Helen attended a theatrical boarding school from the age of nine, which led to her first public performance in a pantomime aged 15. She studied at RADA and was soon landing roles in both the theatre and on television. She has appeared in One Foot In The Grave, Doctor In Charge and in the sci-fi series The Uninvited. She also starred in the film of Billy Liar in 1963, in a scene with Leonard Rossiter.

Frank Gatliff played 'Charlie', the Manager at The Grange restaurant in the TV episode A Night Out.

Born in Melbourne, Australia on New Year's Eve 1927, Frank moved to London and soon started to appear in small roles in films and on TV. He has starred in many roles on TV including The Avengers, Department S, The Good Life, Robin's Nest and Doctor Who. His films included The Ipcress File and On The Beach. Frank died in London on 23rd June 1990.

Robert Gillespie played a Gas Man in the TV episode Last Of The Big Spenders.

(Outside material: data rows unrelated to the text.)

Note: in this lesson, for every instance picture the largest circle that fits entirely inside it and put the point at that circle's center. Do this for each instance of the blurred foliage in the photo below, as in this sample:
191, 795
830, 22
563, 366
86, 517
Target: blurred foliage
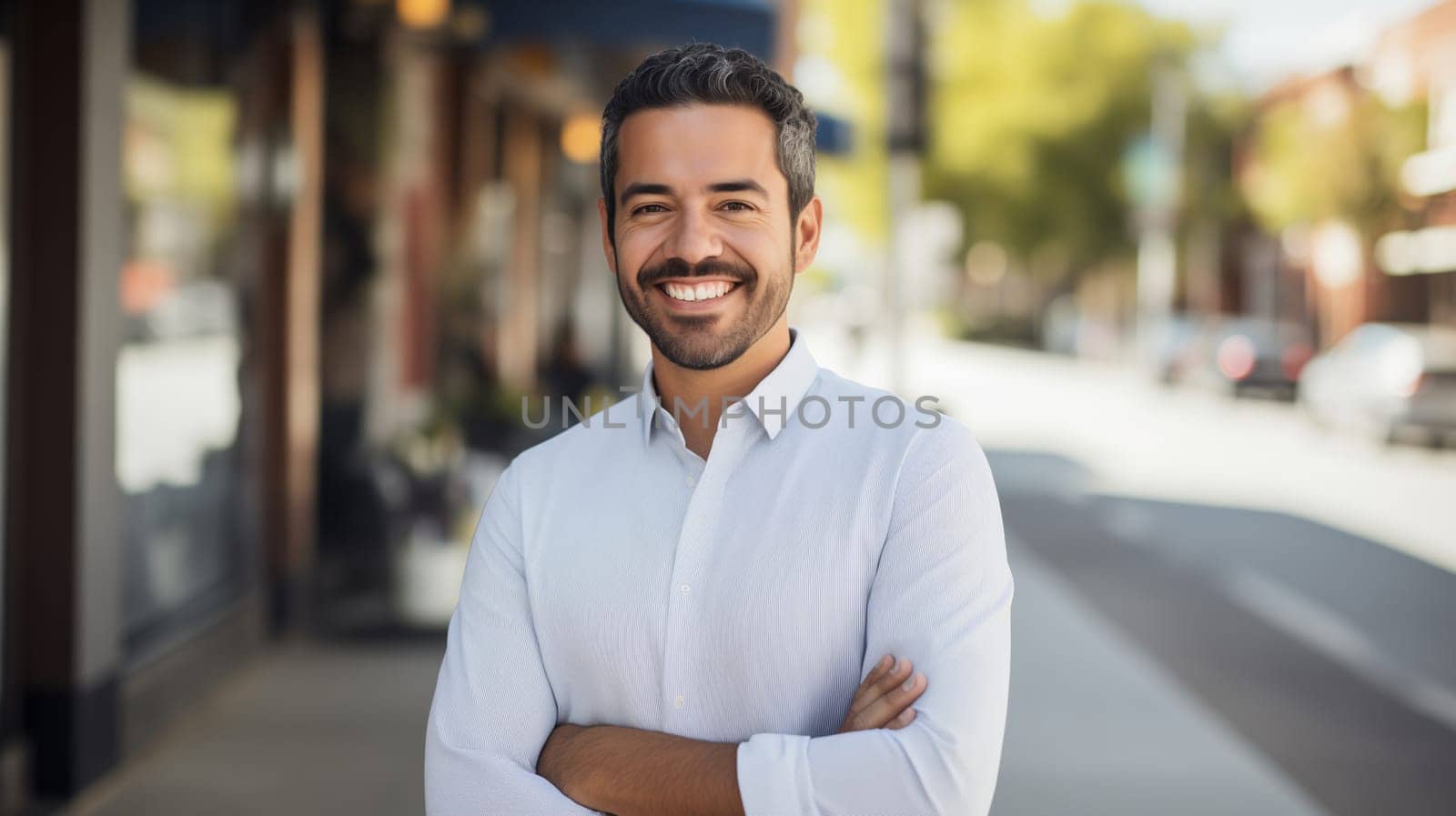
1332, 152
1031, 116
844, 72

Born in Lille, France on November 9th, 1933 of a Hungarian mother and Canadian father of Scottish descent. Robert arrived in Plymouth in 1940, speaking no English. He became an amateur actor, then semi-pro in 1951. Having trained at RADA, Robert then spent two years at Old Vic, Bristol. He was a familiar face on television thorughout the 1970s and 1980s, appearing in Whatever Happened To The Likely Lads?, Rosie and a title role in Keep It In The Family.
Remembering Rising Damp: "Leonard was just excellent. He had a particular line of comedy which was unusual in this country - a highly satirical edge... He was an absolute perfectionist who worked and worked..."
"He [Len] devised a wonderful gag where he was caught red handed and hadn't time to do anything with all the coins so he put them in his pocket. He wanted a pay off while he was lying and denying everything. He wanted this chink as slowly they all fell down till he was standing in a pool of coins. He had to get it right. No one could be bothered to see to it. He said do you want this sketch to work so he organised the whole thing. He told them where he wanted the holes sewn in the pockets. He had a box put it one pocket so he could put the coins in there and turn it round. He organised the whole thing. I remember one of the last rehearsals, we were circling round the room and he caught sight of one of the monitors and suddenly stopped and he said I'm doing this thing, I'm jiggling these pockets because I am trying to build up to the pocket gag and you are cutting it here. He said I don't mind but I am trying to build up the gag so do you want it to be funny? It wasn't heavy at all, he was just trying to get it right. It was nothing personal. Of course, it worked and it was one of the funniest physical gags I have ever seen."
 IMDB  -   Biography

Derek Griffiths played Alec in The Movie.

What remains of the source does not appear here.